Believe it or not, the size of your fingers says a lot about your athletic potential. If you’ve got a long ring finger it could pinpoint you as a winner, with a longer fourth digit often linked to high performance in running.

Predicting athletic prowess based on finger length comes down to the 2D:4D ratio, which is the relationship between your index finger and ring finger. Scientists have found elite athletes in a wide range of sports are likely to have longer ring fingers in relation to their index fingers. In teenage boys, irrespective of age or body size, those with longer fourth fingers (relative to their second finger) tended to be stronger. Interestingly though, a longer index finger has been linked to lower severity of diseases like heart disease and Covid-19.
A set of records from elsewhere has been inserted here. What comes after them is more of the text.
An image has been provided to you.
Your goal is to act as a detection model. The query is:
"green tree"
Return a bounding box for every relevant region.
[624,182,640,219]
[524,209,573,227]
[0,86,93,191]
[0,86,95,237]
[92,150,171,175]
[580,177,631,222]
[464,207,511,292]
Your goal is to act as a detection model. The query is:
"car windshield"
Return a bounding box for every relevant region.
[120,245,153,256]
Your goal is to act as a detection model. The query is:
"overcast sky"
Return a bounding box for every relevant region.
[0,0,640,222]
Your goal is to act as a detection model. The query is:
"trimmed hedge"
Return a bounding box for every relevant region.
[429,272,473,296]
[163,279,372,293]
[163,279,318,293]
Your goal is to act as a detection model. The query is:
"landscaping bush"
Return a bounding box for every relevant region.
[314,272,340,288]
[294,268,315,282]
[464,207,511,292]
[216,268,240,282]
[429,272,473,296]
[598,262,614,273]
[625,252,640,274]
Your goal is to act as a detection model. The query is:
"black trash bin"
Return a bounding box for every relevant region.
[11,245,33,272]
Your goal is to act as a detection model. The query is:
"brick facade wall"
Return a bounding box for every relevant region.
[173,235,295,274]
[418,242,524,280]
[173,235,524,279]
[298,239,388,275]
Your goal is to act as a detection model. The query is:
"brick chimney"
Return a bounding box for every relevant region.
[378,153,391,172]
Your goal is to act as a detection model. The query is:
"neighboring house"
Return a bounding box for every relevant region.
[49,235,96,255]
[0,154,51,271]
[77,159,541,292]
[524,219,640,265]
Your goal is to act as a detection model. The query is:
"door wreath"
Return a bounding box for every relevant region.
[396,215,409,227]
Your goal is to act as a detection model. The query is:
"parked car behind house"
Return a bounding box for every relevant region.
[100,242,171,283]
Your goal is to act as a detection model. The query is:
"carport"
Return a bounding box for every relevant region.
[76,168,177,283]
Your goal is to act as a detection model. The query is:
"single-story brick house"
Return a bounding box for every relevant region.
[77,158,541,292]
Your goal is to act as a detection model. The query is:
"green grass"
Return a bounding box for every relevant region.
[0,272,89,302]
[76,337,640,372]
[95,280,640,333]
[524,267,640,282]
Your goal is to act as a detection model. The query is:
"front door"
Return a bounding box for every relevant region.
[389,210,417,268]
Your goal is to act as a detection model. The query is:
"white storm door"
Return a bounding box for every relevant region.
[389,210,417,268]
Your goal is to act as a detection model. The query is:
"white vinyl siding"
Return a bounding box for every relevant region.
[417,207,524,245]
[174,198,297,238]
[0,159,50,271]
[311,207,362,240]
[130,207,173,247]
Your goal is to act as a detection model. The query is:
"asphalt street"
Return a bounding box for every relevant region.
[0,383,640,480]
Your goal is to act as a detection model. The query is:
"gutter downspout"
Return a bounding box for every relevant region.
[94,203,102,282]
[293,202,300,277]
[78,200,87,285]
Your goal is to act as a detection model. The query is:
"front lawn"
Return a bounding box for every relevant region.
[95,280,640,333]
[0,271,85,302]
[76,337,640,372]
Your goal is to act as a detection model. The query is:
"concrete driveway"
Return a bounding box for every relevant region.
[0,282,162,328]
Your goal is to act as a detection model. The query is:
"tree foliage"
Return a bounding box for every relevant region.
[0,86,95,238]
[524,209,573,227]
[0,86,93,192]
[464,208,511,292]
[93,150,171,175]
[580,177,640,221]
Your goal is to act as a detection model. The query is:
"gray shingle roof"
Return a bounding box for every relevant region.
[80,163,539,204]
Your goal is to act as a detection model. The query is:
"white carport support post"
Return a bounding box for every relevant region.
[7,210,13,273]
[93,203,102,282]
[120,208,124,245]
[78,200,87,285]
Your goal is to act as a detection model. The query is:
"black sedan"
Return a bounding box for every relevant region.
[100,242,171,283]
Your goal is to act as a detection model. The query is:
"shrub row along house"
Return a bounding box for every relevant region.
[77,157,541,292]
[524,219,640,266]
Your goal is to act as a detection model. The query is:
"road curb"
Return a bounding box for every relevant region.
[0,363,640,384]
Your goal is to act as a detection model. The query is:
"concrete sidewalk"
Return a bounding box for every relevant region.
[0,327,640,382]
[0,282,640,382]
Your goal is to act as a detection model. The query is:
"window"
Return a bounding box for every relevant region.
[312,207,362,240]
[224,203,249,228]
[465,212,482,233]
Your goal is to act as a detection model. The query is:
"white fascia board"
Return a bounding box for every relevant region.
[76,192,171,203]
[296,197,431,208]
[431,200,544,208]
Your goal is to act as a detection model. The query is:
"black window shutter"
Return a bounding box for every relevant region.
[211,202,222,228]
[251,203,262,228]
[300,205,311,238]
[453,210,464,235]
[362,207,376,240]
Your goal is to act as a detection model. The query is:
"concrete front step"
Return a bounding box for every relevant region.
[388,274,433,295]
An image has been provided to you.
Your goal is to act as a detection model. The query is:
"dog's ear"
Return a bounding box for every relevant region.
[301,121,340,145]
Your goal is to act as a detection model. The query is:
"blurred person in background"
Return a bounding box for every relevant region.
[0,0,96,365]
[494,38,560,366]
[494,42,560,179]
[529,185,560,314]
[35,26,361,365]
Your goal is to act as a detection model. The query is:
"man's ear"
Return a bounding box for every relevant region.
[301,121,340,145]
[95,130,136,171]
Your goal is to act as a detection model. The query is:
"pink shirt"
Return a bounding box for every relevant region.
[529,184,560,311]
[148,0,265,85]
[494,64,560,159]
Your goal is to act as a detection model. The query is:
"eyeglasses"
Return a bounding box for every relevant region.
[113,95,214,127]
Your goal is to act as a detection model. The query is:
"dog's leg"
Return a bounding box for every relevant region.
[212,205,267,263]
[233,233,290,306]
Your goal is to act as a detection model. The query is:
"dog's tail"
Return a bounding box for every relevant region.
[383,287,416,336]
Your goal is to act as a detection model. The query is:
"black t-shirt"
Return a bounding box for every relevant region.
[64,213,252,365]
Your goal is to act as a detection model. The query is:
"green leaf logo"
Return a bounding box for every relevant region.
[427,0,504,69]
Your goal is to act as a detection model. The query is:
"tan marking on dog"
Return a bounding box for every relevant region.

Now, during a new study of professional football players, digit ratio expert Professor John Manning has highlighted some important links between testosterone levels and the supply of oxygen to muscle tissues. Professor Manning worked with 133 football players taking a range of body measurements (including hand scans with digit lengths) from each athlete.

Manning explains that by engaging professional sportspeople they were able to clarify the relationship between finger length and oxygen metabolism in a sample of well-trained athletes, something that had not been done before.

After hand scans and body measurements were recorded, the footballers were each put through an incremental cardiopulmonary test to exhaustion on a treadmill. This was key to identifying who had the most efficient oxygen metabolism. “The players with long ring digits (4D) relative to their index digits (2D) have efficient oxygen metabolism such that they reach very high maximal oxygen consumption during the incremental cardiopulmonary test,” explains Manning.

Oxygen metabolism is known to be influenced by testosterone, which activates the energy-producing mitochondria within cells. High testosterone levels in the womb are associated with long ring fingers.

Manning adds, "These findings are consistent with those from distance running, where long 4D is related to high performance, and heart disease and Covid-19 where long 4D is linked to low severity of disease.”

This fascinating phenomenon is most easily identified in men. There is a well-described difference between males and females in digit ratio. Men typically have a lower ratio (the length of their ring finger is greater than their index finger) than women (both fingers are closer in length). This difference is fixed during development in the womb and remains relatively stable across the lifespan.